But Dennis Ross, the former U.S. Mideast envoy, wants everyone to think Israel is still "occupying" Ramallah. He repeated the "occupation" myth in a recent article in the Jewish Review of Books. 


I wrote a letter to the editor, pointing out that the Israelis long ago withdrew from the areas where 98 percent of the Palestinians reside. In response, Ross insisted that those territories are still "occupied" because "Israel maintains control over movement."

Well, that "control" is sometimes remarkably loose, to judge by what happened to those three terrorists from Ramallah. The accomplice picked them up in his van, and drove to Jerusalem. 

He would have had to cross through an Israeli checkpoint to get into Jerusalem. Evidently the border guards waved him through-- that fact that he is a Jerusalem resident apparently was sufficient to trust him. 

It sounds like they didn't even check the papers of the three passengers--because had they checked, the passengers would have been denied entry. And of course, Hadas Malka would still be alive.

I have written previously about Palestinian hiking clubs whose members go hiking for hours every Friday throughout the disputed territories, and never encounter Israeli soldiers or checkpoints. 


I have written about honest journalists who have reported that they move freely from Palestinian city to Palestinian city without Israeli interference.
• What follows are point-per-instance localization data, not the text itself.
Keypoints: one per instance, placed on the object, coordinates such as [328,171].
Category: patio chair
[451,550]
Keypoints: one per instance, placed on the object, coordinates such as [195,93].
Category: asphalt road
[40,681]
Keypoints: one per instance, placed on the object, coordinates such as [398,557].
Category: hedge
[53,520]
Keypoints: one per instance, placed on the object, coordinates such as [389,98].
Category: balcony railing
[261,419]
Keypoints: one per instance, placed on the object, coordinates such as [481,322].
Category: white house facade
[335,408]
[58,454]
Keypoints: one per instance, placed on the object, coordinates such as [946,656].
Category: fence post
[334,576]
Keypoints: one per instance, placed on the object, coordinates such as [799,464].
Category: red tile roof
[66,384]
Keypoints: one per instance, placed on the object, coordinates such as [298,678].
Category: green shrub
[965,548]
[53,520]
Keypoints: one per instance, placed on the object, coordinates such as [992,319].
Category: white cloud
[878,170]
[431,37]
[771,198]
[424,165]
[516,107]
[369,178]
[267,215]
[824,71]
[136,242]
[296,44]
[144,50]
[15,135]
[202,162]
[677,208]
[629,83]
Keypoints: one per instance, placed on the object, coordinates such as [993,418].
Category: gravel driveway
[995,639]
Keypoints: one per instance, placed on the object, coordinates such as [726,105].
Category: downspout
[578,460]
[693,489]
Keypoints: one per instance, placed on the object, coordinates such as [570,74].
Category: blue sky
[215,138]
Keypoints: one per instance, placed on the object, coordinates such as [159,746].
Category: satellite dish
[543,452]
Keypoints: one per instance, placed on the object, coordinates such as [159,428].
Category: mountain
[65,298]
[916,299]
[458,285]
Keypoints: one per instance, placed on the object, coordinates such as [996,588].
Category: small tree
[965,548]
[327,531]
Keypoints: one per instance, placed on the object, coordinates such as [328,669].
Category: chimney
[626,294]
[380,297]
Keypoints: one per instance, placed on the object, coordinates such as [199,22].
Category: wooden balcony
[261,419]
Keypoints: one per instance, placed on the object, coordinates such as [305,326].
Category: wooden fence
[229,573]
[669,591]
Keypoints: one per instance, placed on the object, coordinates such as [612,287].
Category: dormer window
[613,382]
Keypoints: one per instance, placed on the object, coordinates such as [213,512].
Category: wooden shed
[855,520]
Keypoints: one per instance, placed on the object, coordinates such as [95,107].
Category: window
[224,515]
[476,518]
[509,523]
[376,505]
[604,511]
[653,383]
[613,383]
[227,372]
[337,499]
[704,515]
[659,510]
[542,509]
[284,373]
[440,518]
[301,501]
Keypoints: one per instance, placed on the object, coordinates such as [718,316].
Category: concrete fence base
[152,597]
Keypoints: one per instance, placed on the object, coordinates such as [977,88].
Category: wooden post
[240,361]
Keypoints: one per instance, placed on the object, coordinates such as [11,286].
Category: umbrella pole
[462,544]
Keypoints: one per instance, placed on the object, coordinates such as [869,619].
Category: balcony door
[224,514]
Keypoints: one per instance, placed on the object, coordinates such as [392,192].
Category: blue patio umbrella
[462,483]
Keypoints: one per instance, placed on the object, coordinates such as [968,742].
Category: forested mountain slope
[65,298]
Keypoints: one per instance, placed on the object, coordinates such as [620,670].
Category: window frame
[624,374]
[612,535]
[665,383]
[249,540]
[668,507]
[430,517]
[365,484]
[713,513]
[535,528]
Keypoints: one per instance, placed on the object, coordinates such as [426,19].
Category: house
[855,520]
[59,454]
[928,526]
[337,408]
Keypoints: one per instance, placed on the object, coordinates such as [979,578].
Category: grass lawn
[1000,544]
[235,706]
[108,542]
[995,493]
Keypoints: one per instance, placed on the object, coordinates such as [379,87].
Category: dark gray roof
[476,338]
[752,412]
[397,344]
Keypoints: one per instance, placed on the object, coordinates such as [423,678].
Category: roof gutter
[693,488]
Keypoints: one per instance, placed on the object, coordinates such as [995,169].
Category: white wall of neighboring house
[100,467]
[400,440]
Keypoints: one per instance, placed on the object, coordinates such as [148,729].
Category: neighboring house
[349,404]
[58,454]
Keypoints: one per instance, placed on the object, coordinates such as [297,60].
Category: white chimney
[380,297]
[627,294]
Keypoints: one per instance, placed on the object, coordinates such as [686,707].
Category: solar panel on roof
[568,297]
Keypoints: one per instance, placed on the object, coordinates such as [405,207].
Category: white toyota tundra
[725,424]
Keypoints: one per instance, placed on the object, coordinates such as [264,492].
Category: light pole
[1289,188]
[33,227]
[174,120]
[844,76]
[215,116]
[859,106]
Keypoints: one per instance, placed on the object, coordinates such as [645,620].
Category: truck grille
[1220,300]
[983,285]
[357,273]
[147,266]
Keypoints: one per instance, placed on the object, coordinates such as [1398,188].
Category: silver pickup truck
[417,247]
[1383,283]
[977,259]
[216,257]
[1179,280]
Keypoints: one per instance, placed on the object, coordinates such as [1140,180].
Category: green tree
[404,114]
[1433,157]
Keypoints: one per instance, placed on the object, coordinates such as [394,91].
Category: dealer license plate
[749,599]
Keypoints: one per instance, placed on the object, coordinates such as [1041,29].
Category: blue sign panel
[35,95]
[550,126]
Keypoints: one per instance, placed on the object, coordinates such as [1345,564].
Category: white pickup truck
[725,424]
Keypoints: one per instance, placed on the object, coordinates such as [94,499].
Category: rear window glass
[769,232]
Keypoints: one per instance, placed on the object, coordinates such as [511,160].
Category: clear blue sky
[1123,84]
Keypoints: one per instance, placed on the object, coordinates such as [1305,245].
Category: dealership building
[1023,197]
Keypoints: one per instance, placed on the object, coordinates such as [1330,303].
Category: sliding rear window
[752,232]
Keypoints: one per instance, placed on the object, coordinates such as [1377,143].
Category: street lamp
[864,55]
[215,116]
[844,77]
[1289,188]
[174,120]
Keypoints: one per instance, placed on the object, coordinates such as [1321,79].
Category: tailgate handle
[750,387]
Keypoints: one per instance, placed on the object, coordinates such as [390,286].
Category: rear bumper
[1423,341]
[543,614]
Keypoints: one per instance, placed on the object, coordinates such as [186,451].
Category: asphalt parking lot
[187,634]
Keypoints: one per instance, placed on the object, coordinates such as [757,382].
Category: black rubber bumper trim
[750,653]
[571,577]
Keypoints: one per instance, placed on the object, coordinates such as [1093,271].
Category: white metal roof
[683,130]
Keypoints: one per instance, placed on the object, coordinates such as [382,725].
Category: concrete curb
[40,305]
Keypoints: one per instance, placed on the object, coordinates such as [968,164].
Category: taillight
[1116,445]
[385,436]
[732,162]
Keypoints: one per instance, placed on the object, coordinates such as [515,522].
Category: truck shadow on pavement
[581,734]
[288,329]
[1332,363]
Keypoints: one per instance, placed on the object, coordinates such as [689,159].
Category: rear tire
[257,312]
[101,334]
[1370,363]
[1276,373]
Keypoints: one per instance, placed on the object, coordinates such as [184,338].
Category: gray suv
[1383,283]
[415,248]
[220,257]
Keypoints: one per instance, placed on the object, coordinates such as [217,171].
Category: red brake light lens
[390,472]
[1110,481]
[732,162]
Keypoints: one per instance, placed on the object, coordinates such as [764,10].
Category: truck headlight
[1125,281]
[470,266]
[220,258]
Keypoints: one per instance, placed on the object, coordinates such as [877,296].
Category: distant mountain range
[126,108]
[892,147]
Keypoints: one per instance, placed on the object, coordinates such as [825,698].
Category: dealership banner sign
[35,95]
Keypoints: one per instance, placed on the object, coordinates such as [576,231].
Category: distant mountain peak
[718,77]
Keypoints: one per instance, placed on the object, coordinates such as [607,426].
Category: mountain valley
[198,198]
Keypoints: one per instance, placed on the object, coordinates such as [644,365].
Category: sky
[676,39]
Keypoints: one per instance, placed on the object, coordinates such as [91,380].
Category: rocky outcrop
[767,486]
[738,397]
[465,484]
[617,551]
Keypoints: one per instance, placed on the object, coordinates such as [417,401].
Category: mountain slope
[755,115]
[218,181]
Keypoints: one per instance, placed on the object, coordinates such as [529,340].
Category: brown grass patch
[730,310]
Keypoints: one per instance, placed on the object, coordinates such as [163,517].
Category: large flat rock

Former Mideast envoys whose lives are dedicated to creating a Palestinian state may not like to acknowledge it, but 26 of Israel's 27 checkpoints are not in "Palestinian territory," restricting the "movement" of Palestinians--they are at the border between Israel and PA-controlled territory. 

The purpose of Israel's checkpoints is the same as the checkpoints that are located at every airport in the world--to make sure that passengers aren't carrying any bombs, guns or other weapons with them. 

Briefly "controlling the movement" of people passing through a checkpoint does not make Israel an "occupier."

All of us--presumably even Dennis Ross--must wait in line, empty our pockets and take off our shoes before we're allowed to get on an airplane. 

That doesn't mean we're being oppressed, restricted or occupied. They are the normal precautions that every country takes to protect itself. 

Surely Israel, the world's top target for terrorist attacks, has the right to do likewise.